After applying any configuration changes, it’s crucial to verify the fix.

Direct SSH Connectivity Test: From your Ansible control node, ensure you can manually SSH into the target host without issues.
```
ssh <user>@<target_host_ip>
```

Ansible Ad-Hoc Ping Test: Run a simple Ansible ad-hoc command.

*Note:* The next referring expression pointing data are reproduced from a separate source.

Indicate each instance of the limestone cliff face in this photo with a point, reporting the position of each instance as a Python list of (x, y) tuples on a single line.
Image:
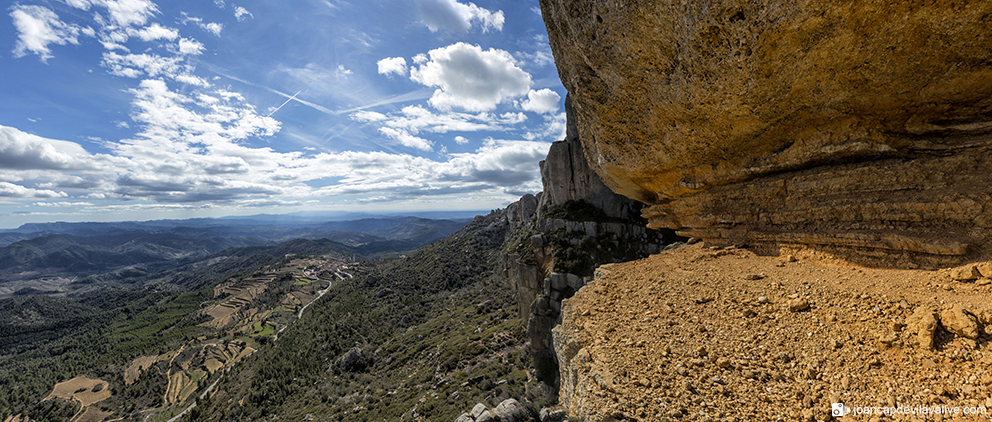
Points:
[(863, 129), (560, 235), (566, 176)]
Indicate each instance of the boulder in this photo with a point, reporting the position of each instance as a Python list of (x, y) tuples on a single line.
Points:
[(354, 360), (510, 410), (486, 416), (552, 414), (858, 131), (960, 322), (478, 410)]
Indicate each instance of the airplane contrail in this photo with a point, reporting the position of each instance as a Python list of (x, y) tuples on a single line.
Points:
[(283, 104)]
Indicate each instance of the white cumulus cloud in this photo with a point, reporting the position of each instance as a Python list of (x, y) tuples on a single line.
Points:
[(37, 27), (154, 32), (543, 101), (190, 47), (242, 14), (457, 18), (390, 65), (11, 190), (471, 78)]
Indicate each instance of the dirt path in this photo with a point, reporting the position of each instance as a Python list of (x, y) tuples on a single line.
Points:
[(705, 334)]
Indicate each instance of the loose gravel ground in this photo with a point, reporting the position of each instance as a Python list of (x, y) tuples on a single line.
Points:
[(698, 333)]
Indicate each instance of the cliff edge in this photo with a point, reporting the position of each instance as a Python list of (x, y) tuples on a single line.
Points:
[(863, 130)]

ansible -m ping <target_host_group_or_name> -i /path/to/inventory.ini

A successful response should look like:

<target_host_ip> | SUCCESS => {
    "ansible_facts": {
        "discovered_interpreter_python": "/usr/bin/python"
    },
    "changed": false,
    "ping": "pong"
}

Run a Simple Playbook: Create and run a minimal playbook to ensure all steps of a typical Ansible run complete without timeouts.

test_playbook.yml:

---
- name: Test connectivity and uptime
  hosts: <target_host_group_or_name>
  tasks:
    - name: Get uptime information
      command: uptime
      register: uptime_output

    - name: Print uptime
      debug:
        var: uptime_output.stdout

Execute:

ansible-playbook -i /path/to/inventory.ini test_playbook.yml

Increase Verbosity for Deeper Insight: If issues persist, use Ansible’s verbose output to pinpoint the exact failure point.
```
ansible -m ping <target_host> -i /path/to/inventory.ini -vvv
ansible-playbook -i /path/to/inventory.ini test_playbook.yml -vvv
```
The -vvv (or even -vvvv) flag will provide detailed SSH and Ansible execution logs, which can often highlight the specific point of failure or the cause of the delay leading to a timeout.

By methodically working through these steps, you should be able to diagnose and resolve most Ansible timeout errors encountered when managing CentOS 7 hosts.